I'm not an expert in this abomination, but it looks all the world like invoking "git show-ref --verify".

(Of course a Git ref is usually just a file in .git with a SHA1 in it. They don't care about the SHA1, so really they are launching a Git process for a file exists operation. This used to take them 400ms, but now it's only 100ms!)

Git refs can be packed (see https://git-scm.com/docs/git-pack-refs) so it's not just about checking if a file exists.
Curious, how would you do it?

(disclaimer: I work at GitLab, not on this project though)

Someone mentioned libgit2, and that is a good first step fix. There is no need to launch a process that calls libgit2 when you can call high-level libgit2 functions yourself. That already eliminates this problem entirely, along with all the other ickiness that comes with running command line tools programmatically.

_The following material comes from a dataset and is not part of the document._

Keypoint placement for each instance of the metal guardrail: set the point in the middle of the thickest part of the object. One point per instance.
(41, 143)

But ultimately this is the main Git interface for the remainder of the site, and it is apparently already sharded so only has to deal with a limited number of repositories. You can use libgit2 on a low-enough level that you can just keep and mutate repository state in memory. Something like a ref exists should be just a hash table lookup, and there are a bunch of other commands where gains can be had when you are not starting from scratch on every API call.

(This is what github is doing. They started out with grit, which was some parts of Git reimplemented in Ruby and then launching git for heavy-weight stuff. Nowadays they use rugged, the ruby bindings for libgit2.)

If forking to a process is not good enough, I'd use a native, read-only library such as https://github.com/speedata/gogit
In their case, why not stat the path directly?
Packs, most likely. On my main $work local repo, I have 27 refs and 22240 packed refs.
Use something like boring old FCGI. FCGI spawns off N workers, which process one request at a time. If a worker crashes, it's restarted. Workers are usually restarted every once in a while to deal with any memory leaks.

Read-only requests with no security implications get done by in the worker process, which has read permissions for public files. More complex requests spawn a Git client program.

It would be so uncool, though.